Entscheidungsstichwort (Thema)

Zur Erkennbarkeit des Irrtums bei der Nacherhebung von Zoll

 

Leitsatz (NV)

1. Die drei in der Rechtsprechung des EuGH namentlich bezeichneten Kriterien für die Beurteilung der Erkennbarkeit eines behördlichen Irrtums (Art des Irrtums, Erfahrung und Sorgfalt des Wirtschaftsteilnehmers) sind nicht abschließend; entscheidend ist eine Gesamtbetrachtung aller hierfür relevanten Umstände, wobei auch der Inhalt der drei vorgegebenen Kriterien einer Interpretation durch die Gerichte zugänglich ist.

2. Die Berücksichtigung dieser Gesichtspunkte im Einzelfall liegt im Bereich der dem FG übertragenen Anwendung bestehender Rechtsgrundsätze auf den konkreten zur Entscheidung stehenden Sachverhalt, der regelmäßig grundsätzliche Bedeutung nicht zukommen kann.

3. Wird einem Antrag des Zollbeteiligten auf Erstattung von Zoll (Herabsetzung des Zollwerts) in einem förmlichen Erstattungsverfahren entsprochen und war zu diesem Zeitpunkt die Rechtslage höchstrichterlich noch nicht eindeutig geklärt, kann vom Zollbeteiligten nicht verlangt werden, daß er im Rahmen der Erfüllung seiner Sorgfaltspflichten die behördliche Entscheidung noch einmal anhand der geltenden Rechtsvorschriften einer Überprüfung unterzieht.

 

Normenkette

FGO § 115 Abs. 2 Nr. 1; NacherhebungsVO Art. 5 Abs. 2

 

Tatbestand

Der Beklagte und Beschwerdeführer (das Hauptzollamt - HZA -) forderte mit Steueränderungsbescheiden Zoll in Höhe von ... DM von der Klägerin und Beschwerdegegnerin (Klägerin) nach.
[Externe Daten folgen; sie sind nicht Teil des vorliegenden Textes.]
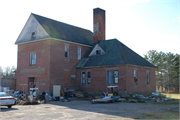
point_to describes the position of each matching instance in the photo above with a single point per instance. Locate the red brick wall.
(42, 49)
(62, 68)
(58, 70)
(98, 79)
(126, 79)
(99, 25)
(142, 85)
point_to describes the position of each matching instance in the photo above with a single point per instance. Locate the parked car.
(105, 98)
(6, 100)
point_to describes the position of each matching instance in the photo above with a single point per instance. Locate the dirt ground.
(83, 110)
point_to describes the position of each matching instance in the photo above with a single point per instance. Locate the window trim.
(66, 45)
(31, 59)
(87, 78)
(135, 81)
(107, 76)
(148, 77)
(82, 78)
(79, 54)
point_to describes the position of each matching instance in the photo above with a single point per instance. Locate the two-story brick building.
(54, 53)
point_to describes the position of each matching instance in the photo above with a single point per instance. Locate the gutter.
(50, 38)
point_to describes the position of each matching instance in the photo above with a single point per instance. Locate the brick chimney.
(98, 25)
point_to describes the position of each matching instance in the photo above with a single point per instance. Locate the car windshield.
(3, 95)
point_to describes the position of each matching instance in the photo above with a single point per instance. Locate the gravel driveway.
(80, 109)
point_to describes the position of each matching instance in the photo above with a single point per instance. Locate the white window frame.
(135, 76)
(79, 53)
(66, 50)
(148, 77)
(31, 59)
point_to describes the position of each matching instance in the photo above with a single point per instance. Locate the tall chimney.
(99, 25)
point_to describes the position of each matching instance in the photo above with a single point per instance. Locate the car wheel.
(9, 106)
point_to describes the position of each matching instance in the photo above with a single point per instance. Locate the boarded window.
(116, 76)
(83, 77)
(32, 59)
(88, 77)
(147, 77)
(135, 76)
(79, 53)
(109, 78)
(66, 51)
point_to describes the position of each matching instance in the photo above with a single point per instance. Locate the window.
(98, 52)
(88, 77)
(83, 78)
(79, 53)
(147, 77)
(32, 59)
(115, 76)
(135, 76)
(33, 35)
(66, 51)
(109, 77)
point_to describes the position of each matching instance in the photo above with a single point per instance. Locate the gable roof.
(116, 54)
(63, 31)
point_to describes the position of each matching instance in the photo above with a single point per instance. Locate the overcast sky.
(142, 25)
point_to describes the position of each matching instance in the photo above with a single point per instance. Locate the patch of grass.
(172, 95)
(158, 115)
(169, 102)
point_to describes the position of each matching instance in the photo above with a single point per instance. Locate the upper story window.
(147, 77)
(66, 53)
(98, 52)
(33, 35)
(135, 76)
(79, 53)
(88, 77)
(33, 59)
(115, 76)
(83, 78)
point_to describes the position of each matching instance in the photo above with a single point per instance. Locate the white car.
(6, 100)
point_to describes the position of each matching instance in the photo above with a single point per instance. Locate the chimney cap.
(98, 8)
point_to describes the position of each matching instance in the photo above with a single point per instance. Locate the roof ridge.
(121, 50)
(61, 22)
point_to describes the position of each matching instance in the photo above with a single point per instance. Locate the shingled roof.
(116, 54)
(64, 31)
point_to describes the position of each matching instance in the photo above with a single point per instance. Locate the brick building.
(54, 53)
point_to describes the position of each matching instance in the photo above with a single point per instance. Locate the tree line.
(8, 72)
(167, 72)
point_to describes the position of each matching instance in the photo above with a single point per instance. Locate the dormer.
(97, 51)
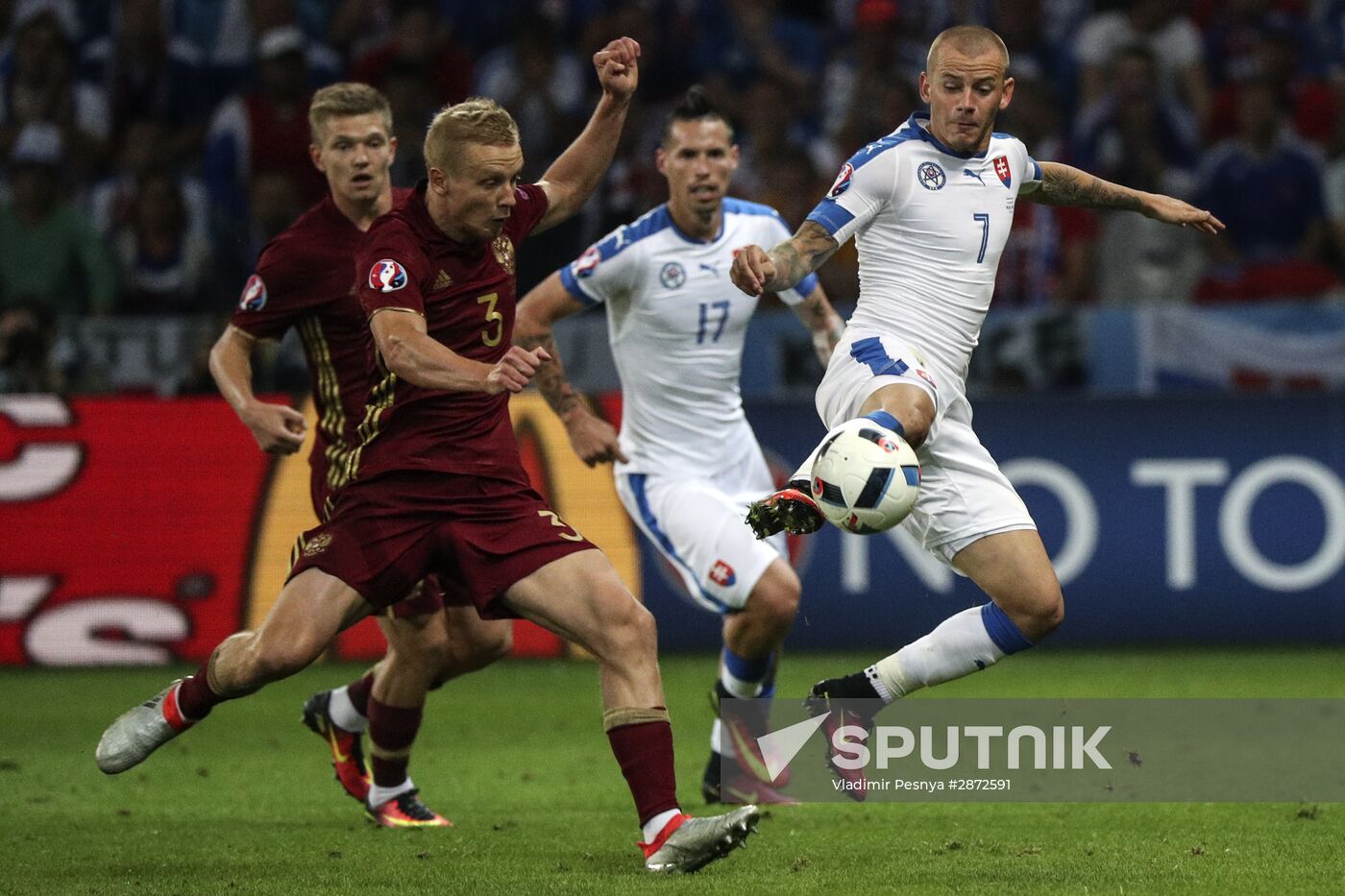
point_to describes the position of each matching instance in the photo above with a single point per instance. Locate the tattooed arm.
(594, 439)
(1065, 186)
(820, 318)
(756, 271)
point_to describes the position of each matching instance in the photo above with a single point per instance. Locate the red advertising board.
(127, 527)
(144, 530)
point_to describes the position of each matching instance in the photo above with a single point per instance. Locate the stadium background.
(1170, 409)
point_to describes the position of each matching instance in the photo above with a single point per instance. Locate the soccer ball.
(865, 478)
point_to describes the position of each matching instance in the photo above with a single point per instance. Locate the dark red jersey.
(467, 296)
(306, 278)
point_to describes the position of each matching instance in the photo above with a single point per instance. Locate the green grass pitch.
(517, 758)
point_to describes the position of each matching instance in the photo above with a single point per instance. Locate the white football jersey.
(676, 326)
(930, 224)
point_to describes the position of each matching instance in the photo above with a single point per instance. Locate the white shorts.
(964, 496)
(698, 526)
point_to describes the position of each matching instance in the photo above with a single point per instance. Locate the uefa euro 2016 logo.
(672, 275)
(386, 276)
(931, 175)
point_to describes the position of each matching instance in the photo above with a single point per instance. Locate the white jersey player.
(930, 207)
(686, 462)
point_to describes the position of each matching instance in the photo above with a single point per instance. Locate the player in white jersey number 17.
(688, 463)
(928, 244)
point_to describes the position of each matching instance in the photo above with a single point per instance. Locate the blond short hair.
(474, 120)
(970, 40)
(343, 100)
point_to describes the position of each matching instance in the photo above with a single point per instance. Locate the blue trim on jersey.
(736, 206)
(944, 148)
(744, 668)
(651, 222)
(1001, 630)
(870, 351)
(871, 151)
(884, 419)
(636, 482)
(572, 285)
(830, 215)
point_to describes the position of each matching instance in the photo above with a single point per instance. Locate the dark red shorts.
(389, 533)
(426, 597)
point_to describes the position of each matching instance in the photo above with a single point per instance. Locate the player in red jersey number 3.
(437, 483)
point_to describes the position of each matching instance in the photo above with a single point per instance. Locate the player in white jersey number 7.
(930, 207)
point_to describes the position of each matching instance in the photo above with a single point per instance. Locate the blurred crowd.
(151, 147)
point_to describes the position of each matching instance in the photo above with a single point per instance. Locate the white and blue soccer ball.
(865, 478)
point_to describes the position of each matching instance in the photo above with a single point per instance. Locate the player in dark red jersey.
(305, 278)
(436, 482)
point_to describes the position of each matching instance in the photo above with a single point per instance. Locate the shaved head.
(966, 40)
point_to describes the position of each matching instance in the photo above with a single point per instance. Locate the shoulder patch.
(585, 264)
(843, 181)
(931, 175)
(255, 295)
(1004, 171)
(386, 276)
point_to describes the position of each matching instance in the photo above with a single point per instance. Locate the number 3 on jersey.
(493, 316)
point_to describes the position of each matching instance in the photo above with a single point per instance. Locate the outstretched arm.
(575, 174)
(279, 429)
(1066, 186)
(756, 271)
(594, 439)
(820, 318)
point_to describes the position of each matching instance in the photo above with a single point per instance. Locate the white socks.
(345, 714)
(379, 795)
(961, 644)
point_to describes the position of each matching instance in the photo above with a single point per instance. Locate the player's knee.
(276, 658)
(775, 599)
(628, 630)
(1045, 613)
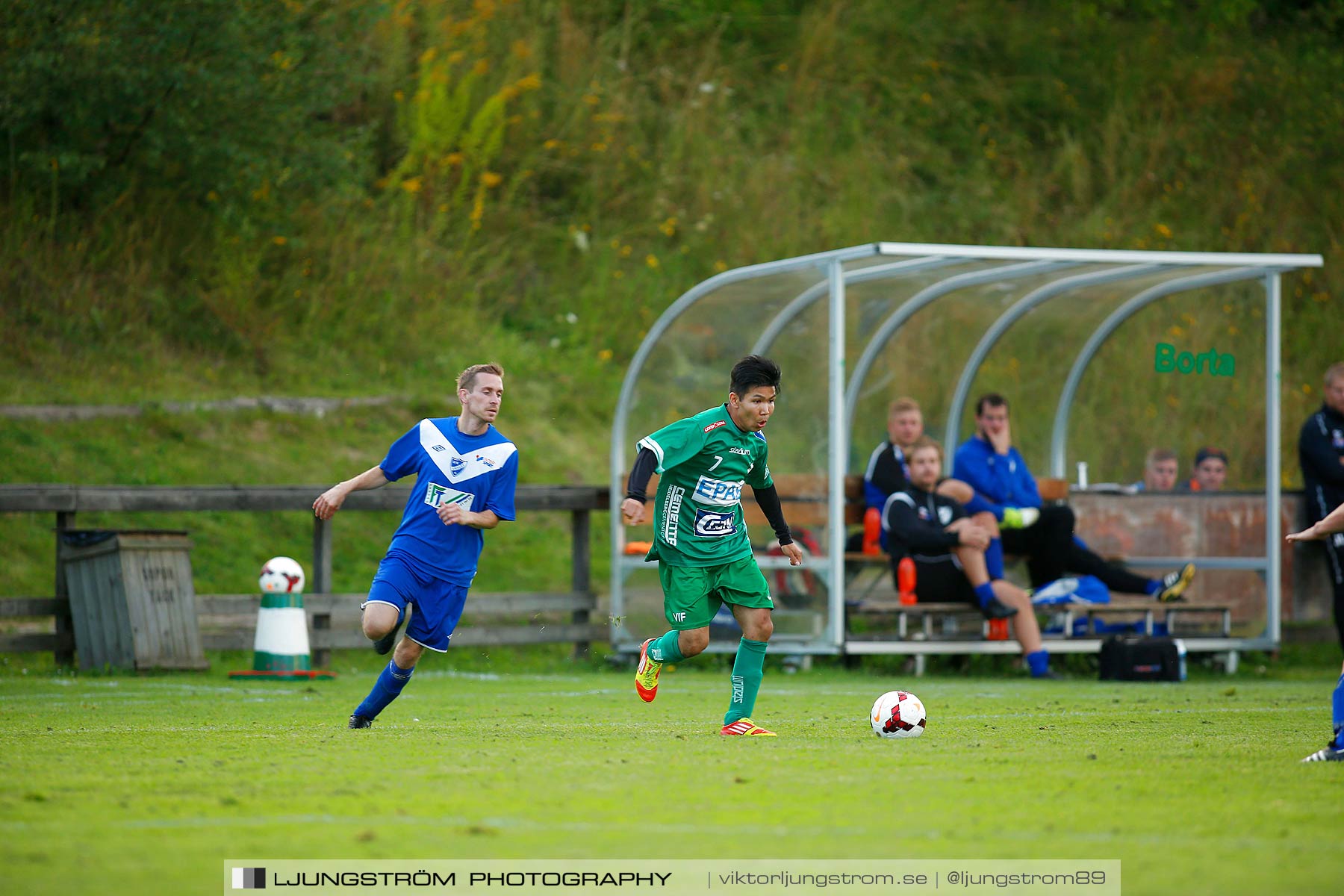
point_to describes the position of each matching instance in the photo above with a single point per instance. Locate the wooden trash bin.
(132, 600)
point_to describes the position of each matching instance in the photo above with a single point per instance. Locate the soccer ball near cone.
(280, 649)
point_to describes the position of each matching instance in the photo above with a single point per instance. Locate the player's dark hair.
(753, 371)
(992, 399)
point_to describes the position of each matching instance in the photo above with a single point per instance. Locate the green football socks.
(747, 671)
(667, 649)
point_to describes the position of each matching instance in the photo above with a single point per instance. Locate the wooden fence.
(228, 622)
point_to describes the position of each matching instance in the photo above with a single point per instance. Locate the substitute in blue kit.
(467, 473)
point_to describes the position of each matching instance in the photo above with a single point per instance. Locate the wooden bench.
(1145, 609)
(228, 621)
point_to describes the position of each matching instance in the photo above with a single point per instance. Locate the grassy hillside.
(423, 184)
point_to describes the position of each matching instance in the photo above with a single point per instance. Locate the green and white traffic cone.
(280, 649)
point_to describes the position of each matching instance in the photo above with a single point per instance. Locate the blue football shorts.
(438, 603)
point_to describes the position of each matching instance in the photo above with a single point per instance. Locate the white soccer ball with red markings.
(898, 714)
(281, 575)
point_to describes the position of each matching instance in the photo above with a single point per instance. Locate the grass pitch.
(143, 785)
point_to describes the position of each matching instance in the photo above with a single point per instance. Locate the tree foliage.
(214, 101)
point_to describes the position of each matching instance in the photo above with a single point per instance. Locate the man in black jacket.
(1320, 450)
(949, 553)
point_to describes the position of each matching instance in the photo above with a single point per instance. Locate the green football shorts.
(691, 595)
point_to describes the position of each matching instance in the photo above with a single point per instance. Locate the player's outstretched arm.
(1332, 523)
(450, 514)
(636, 488)
(769, 503)
(329, 501)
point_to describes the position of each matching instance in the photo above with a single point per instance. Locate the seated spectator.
(1001, 477)
(949, 553)
(889, 472)
(1160, 472)
(1210, 470)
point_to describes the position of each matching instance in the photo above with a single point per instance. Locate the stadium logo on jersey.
(437, 496)
(671, 512)
(714, 526)
(718, 492)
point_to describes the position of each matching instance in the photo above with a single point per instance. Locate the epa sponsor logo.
(718, 492)
(714, 526)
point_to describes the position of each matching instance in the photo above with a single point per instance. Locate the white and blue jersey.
(477, 472)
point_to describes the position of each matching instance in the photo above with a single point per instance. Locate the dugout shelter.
(1189, 339)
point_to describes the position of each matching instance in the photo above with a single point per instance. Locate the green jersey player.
(699, 539)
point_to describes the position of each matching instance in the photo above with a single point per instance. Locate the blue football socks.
(386, 689)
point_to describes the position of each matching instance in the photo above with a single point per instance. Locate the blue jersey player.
(465, 477)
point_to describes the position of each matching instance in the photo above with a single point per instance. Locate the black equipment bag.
(1142, 659)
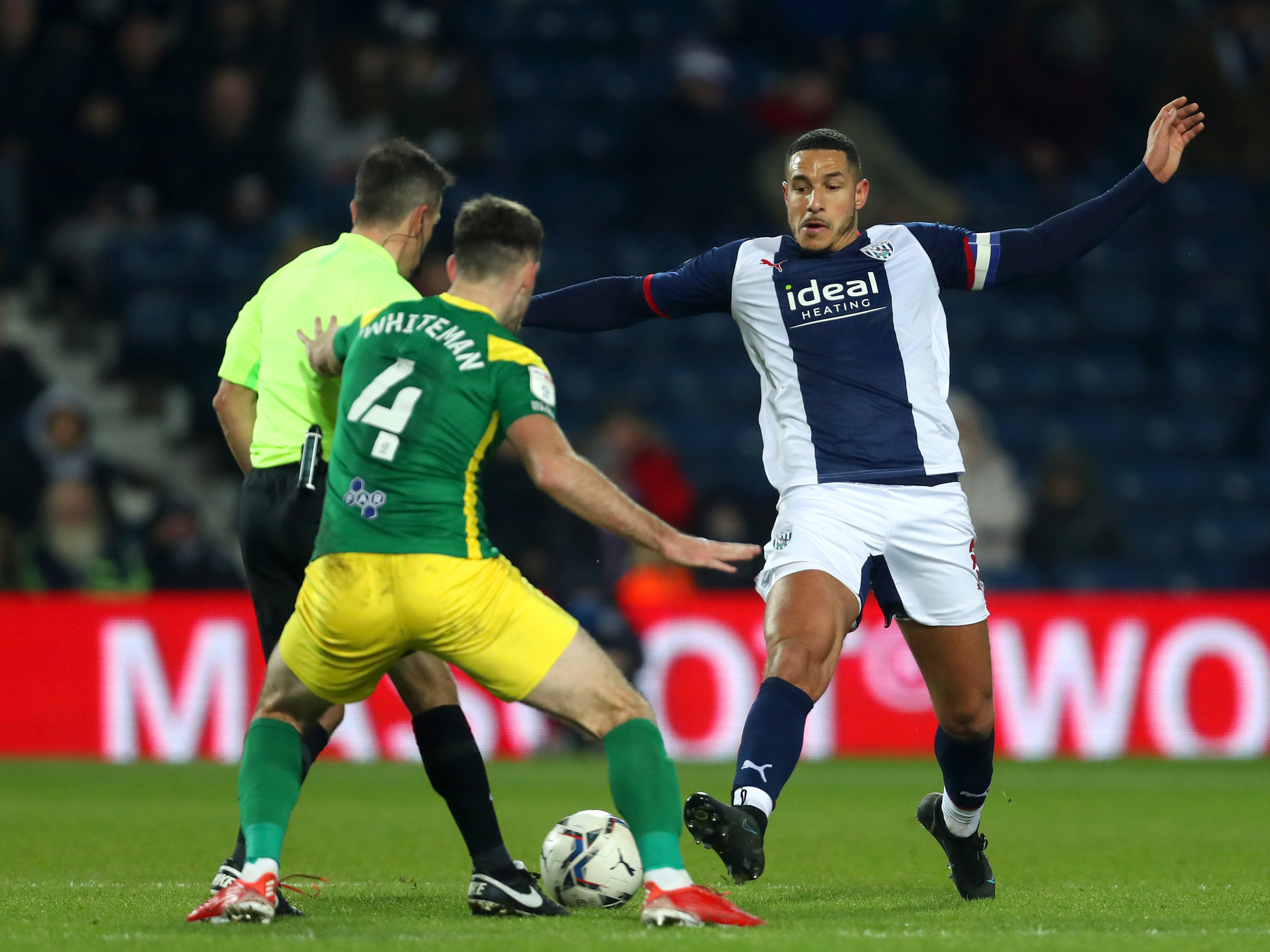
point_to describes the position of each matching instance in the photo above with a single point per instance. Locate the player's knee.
(801, 662)
(333, 718)
(625, 706)
(971, 719)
Diesen Betrag hatte das HZA der Klägerin zuvor erstattet, weil es die Zollwerte von acht im Jahre 1981 aus der Schweiz eingeführten Sendungen Unterhaltungselektronik antragsgemäß herabgesetzt hatte. Dabei ging das HZA irrtümlich davon aus, daß aufgrund der im Juni 1981 in Kraft getretenen Änderung des Art. 6 der Verordnung (EWG) Nr. 1495/80 (EinzelfallVO) die durch Einkaufsrechnungen des ausländischen Vorerwerbers belegten Vorerwerberpreise auch noch nachträglich, d.h. nach Freigabe der Waren, als Grundlage für die Ermittlung der Zollwerte der eingeführten Waren anerkannt werden und an die Stelle der der Klägerin von ihrer Lieferfirma in Rechnung gestellten und ursprünglich angemeldeten - höheren - Preise treten könnten.

Der nach erfolglosem Einspruchsverfahren erhobenen Klage gab das Finanzgericht (FG) mit der Begründung statt, die Nacherhebung des vorher erstatteten Zolls sei nach Art. 5 Abs. 2 der Verordnung (EWG) Nr. 1697/79 (NacherhebungsVO) ausgeschlossen. Der Irrtum des HZA, trotz Freigabe der Waren eine nachträgliche Änderung der Zollwertanmeldung zuzulassen, sei für die Klägerin unter Berücksichtigung ihrer Erfahrung und Sorgfalt nicht erkennbar gewesen. Zwar sei sie gewerbsmäßig zu einem erheblichen Umfang im Einfuhrgeschäft tätig gewesen und habe infolgedessen über Erfahrungen in diesem Geschäft verfügt; die Frage einer nachträglichen Änderung der Zollwertanmeldung habe jedoch für sie ein Novum dargestellt, mit dem sie sich in den vergangenen Jahren noch nicht befaßt hätte. Die Klägerin habe auch keine Zweifel an der Richtigkeit der behördlichen Maßnahme haben müssen, da der Behörde der Rechtsirrtum in einem Erstattungsverfahren, das notwendig die Überprüfung einer vorangegangenen Abgabenfestsetzung enthalte, unterlaufen sei. Es sei daher für die Klägerin unzumutbar gewesen, sich nach der Durchfüh- rung eines besonderen Erstattungsverfahrens an weiterer Stelle über die Rechtmäßigkeit der Erstattung zu vergewissern. Außerdem sei es zum damaligen Zeitpunkt durchaus zweifelhaft gewesen, ob der Zollbeteiligte seine Zollwertanmeldung nach Freigabe der Ware nicht doch noch unter Darlegung ihm günstiger objektiv feststehender Umstände hätte ändern können.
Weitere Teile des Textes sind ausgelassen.